(Jesús Martínez Gordo).-
Nominados, la gran mayoría de ellos, para estar al frente de una Iglesia más jerárquica y piramidal que corresponsable o participativa; más moralizante y poseedora de la verdad que dialogante y propositiva; más en la sacristía que en las periferias del mundo; más controladora de los díscolos que atenta a los clamores de los parias y crucificados de nuestro tiempo y más partidaria de las llamadas "verdades innegociables" o de la ley moral natural que de la misericordia evangélica, se encuentran con que el Papa Francisco les invita a cambiar de "chip" y a prestar la atención debida a aquello que han ninguneado, e, incluso, combatido.
Y, la verdad, muchos de ellos, descolocados, no saben qué hacer.

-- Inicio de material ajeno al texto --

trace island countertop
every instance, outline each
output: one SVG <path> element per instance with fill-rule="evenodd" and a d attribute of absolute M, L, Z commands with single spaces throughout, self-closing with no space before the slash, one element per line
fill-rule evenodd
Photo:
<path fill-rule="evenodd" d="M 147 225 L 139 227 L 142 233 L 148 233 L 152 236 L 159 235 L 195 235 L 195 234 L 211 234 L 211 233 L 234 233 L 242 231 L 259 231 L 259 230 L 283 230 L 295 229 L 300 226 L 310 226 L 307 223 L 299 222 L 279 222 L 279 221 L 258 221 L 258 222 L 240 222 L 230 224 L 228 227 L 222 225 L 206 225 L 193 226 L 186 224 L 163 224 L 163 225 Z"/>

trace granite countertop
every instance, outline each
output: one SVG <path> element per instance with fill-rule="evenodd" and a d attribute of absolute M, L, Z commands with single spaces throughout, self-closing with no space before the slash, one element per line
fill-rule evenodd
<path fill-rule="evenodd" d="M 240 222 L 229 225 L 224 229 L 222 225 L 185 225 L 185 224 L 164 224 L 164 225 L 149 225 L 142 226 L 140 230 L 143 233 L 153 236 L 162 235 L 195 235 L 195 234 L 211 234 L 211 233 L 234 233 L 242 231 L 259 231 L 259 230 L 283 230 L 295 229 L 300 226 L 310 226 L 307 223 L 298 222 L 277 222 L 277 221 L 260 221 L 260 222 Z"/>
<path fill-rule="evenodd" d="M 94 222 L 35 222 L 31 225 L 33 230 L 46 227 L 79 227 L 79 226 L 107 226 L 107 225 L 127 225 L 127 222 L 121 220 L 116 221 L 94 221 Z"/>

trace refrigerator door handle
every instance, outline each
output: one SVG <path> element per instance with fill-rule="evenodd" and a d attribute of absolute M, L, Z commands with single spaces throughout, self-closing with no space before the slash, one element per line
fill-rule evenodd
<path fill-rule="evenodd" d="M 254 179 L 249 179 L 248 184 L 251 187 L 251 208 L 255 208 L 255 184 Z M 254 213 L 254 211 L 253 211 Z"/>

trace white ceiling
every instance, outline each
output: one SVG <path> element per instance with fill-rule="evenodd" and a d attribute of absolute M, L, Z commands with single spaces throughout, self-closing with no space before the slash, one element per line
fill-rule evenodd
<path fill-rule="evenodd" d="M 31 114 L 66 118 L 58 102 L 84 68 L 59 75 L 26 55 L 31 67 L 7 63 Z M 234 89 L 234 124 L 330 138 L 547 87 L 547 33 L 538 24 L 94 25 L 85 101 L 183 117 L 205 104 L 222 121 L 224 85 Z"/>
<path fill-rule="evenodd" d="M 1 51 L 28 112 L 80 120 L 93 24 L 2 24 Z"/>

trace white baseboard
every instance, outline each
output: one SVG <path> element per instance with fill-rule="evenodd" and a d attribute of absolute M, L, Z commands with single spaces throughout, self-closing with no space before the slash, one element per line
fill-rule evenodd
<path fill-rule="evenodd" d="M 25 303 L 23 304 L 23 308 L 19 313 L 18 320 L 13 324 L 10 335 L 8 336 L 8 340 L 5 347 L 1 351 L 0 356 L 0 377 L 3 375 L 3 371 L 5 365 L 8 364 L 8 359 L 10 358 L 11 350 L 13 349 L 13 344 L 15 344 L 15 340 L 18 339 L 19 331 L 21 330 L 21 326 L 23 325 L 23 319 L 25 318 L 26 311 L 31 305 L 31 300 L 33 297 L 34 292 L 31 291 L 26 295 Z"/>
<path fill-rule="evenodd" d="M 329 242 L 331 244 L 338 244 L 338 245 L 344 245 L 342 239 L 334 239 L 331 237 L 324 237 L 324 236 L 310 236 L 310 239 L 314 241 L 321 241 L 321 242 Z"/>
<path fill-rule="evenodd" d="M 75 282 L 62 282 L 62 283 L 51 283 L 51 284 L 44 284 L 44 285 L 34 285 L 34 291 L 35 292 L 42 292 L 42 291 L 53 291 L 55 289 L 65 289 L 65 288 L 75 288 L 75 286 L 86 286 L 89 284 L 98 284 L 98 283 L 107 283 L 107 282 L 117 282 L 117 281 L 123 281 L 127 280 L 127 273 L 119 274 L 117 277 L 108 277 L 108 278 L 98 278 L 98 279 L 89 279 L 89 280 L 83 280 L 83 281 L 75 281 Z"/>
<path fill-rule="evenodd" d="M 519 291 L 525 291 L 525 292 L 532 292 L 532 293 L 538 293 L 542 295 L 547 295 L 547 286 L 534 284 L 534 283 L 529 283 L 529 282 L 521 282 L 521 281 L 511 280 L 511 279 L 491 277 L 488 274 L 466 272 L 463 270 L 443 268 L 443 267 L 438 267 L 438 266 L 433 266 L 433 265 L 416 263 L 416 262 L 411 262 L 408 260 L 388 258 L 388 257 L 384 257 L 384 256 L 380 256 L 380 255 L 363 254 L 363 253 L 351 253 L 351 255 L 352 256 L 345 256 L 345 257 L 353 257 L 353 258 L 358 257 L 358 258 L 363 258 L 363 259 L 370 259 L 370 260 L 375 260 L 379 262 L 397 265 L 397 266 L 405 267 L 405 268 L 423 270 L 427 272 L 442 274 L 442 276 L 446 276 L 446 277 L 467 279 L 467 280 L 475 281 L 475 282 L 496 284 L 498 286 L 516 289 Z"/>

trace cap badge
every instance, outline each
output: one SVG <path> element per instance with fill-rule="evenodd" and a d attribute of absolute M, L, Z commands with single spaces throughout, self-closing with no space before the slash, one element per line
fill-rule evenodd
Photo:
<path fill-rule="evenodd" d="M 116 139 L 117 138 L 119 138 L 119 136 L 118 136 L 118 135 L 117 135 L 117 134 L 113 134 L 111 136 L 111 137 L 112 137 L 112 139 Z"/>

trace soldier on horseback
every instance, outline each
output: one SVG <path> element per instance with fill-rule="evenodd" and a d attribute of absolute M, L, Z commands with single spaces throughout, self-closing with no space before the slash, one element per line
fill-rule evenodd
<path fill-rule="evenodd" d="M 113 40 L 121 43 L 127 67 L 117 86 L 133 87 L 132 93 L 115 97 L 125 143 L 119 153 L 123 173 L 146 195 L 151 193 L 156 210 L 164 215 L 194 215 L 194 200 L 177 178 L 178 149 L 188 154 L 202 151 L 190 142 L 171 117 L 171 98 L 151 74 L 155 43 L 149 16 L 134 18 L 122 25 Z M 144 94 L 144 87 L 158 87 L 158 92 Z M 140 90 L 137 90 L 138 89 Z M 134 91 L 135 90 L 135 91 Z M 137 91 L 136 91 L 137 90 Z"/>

Pero otros, vaya que sí: toca esperar, se dicen, a que pase esta "tormenta franciscana" y procurar que no deje huella alguna en el entramado eclesial, teológico y pastoral tan trabajosamente levantado durante los pontificados anteriores. Eso, y, siempre que sea posible, ir colocando, discretamente, palos en la rueda del Papa Bergoglio.

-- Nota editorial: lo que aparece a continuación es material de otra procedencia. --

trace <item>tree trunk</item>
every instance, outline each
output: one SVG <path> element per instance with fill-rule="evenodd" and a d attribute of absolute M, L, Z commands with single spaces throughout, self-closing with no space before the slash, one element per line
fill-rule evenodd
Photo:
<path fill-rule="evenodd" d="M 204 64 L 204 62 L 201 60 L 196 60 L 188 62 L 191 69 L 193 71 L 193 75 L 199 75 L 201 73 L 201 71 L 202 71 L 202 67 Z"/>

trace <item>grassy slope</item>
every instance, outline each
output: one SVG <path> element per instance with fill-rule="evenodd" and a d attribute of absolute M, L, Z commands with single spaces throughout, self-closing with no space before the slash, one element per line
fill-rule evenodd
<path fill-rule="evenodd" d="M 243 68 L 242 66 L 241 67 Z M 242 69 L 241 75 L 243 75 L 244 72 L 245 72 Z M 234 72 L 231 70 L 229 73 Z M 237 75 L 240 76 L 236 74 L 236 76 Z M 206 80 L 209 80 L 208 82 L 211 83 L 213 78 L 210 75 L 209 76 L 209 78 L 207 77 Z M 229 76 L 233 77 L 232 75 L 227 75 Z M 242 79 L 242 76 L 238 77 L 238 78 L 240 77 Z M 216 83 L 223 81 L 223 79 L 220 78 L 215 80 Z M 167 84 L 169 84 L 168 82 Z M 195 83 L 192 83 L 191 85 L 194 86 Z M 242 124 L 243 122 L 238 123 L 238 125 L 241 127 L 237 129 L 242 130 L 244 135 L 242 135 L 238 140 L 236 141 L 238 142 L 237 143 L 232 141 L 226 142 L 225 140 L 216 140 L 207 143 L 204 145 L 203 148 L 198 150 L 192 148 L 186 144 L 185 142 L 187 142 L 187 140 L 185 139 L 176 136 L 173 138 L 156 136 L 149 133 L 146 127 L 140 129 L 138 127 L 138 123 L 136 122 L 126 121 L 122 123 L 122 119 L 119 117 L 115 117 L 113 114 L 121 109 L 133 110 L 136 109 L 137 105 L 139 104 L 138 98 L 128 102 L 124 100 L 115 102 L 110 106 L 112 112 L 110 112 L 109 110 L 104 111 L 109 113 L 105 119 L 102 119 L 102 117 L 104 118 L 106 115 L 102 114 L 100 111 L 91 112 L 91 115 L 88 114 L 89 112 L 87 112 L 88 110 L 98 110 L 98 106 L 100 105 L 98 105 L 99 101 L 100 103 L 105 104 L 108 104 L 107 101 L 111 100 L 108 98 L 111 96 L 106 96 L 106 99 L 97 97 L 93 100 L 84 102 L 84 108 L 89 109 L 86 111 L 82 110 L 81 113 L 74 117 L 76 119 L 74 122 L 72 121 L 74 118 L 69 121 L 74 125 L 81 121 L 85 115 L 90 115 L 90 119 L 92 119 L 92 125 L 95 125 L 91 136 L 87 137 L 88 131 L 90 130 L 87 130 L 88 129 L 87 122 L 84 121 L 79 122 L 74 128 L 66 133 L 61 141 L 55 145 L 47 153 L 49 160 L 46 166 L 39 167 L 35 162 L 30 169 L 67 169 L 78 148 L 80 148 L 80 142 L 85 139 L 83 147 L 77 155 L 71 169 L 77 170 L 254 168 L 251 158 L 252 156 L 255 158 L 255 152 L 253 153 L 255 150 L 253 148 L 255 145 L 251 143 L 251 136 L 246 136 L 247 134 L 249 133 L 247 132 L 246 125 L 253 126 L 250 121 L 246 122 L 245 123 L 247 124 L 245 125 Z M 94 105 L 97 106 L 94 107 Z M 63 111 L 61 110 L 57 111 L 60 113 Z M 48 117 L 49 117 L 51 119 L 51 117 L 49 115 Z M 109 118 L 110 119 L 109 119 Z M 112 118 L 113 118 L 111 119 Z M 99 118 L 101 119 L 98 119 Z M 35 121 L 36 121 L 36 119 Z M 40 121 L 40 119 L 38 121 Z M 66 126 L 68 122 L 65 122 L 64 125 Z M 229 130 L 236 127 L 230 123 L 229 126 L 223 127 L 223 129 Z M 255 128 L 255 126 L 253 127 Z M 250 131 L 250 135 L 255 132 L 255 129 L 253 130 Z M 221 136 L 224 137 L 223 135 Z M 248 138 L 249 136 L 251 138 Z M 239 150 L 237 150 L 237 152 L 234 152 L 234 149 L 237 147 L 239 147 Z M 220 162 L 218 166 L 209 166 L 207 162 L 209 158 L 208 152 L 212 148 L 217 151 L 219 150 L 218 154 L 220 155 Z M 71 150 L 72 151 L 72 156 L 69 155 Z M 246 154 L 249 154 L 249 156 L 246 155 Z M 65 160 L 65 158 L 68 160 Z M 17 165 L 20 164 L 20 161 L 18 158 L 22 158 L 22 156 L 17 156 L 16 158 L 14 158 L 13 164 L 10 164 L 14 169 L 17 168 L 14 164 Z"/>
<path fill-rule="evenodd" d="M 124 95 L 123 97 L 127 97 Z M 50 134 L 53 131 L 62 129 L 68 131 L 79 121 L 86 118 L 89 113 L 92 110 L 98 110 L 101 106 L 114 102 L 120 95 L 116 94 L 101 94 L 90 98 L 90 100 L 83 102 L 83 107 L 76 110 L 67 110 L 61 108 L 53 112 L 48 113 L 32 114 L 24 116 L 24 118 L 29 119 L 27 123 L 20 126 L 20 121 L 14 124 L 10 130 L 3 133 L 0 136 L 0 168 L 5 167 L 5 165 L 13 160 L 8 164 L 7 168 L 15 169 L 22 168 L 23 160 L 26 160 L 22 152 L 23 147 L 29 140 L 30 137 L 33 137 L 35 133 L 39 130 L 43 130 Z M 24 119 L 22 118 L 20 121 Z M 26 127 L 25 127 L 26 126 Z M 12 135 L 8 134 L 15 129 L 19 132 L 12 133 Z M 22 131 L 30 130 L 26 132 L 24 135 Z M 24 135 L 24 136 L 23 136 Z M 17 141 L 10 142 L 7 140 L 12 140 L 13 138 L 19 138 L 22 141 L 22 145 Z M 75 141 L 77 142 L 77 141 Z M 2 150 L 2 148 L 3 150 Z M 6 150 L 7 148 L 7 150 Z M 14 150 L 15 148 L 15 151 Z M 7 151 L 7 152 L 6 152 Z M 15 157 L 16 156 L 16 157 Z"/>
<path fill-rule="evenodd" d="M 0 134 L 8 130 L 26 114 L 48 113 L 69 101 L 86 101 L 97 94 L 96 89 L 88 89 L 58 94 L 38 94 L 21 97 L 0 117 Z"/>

Sucede que el listado de obstáculos que están poniendo empieza a ser considerable, vinculado al perfil, marcadamente preconciliar, que presentan desde que fueron elegidos por el lobby de turno: incapacidad para liderar, con audacia y entusiasmo, una Iglesia conciliar y para presidir sus respectivas diócesis aunando o sumando voluntades e infundiendo un poco de esperanza; sorprendente temeridad para promover modelos periclitados de ser cura o para traerlos de fuera sin la debida inculturación y haciendo la vista gorda ante sus incuestionables, pero superables, lagunas; impulso agónico de reorganizaciones pastorales en defensa de un modelo de presbítero, de parroquia y de liturgia en la UCI y necesitados de una revisión tan radical y de consecuencias tan determinantes como la que se favoreció en el concilio de Trento; aparcamiento de proyectos e iniciativas que promuevan la ministerialidad y el liderazgo laical de comunidades sin un adecuado servicio presbiteral, dando por inevitable su extinción; atemorizado silencio ante la urgencia de pensar y adelantarse a una revisión de la aconfesionalidad del Estado más en clave de mutua independencia y colaboración que de nostálgica añoranza de un pasado que, afortunadamente, ya no volverá y dialogar, desde semejante revisión, con los "tics" fundamentalistas de cualquier laicismo que sea excluyente y beligerante; desinterés por hacerse presente en la sociedad civil y denunciar, sin cortapisas y colectivamente, las lacras de la corrupción, el drama del paro, la existencia de enormes bolsas de pobreza, las mafias de la migración, la xenofobia o, sencillamente, sumarse a lo que hay de cercano al Evangelio, por ejemplo, en muchas iniciativas que se están propiciando en favor de la pacificación y de la reconciliación en cualquier parte del mundo y, más concretamente, en el País Vasco.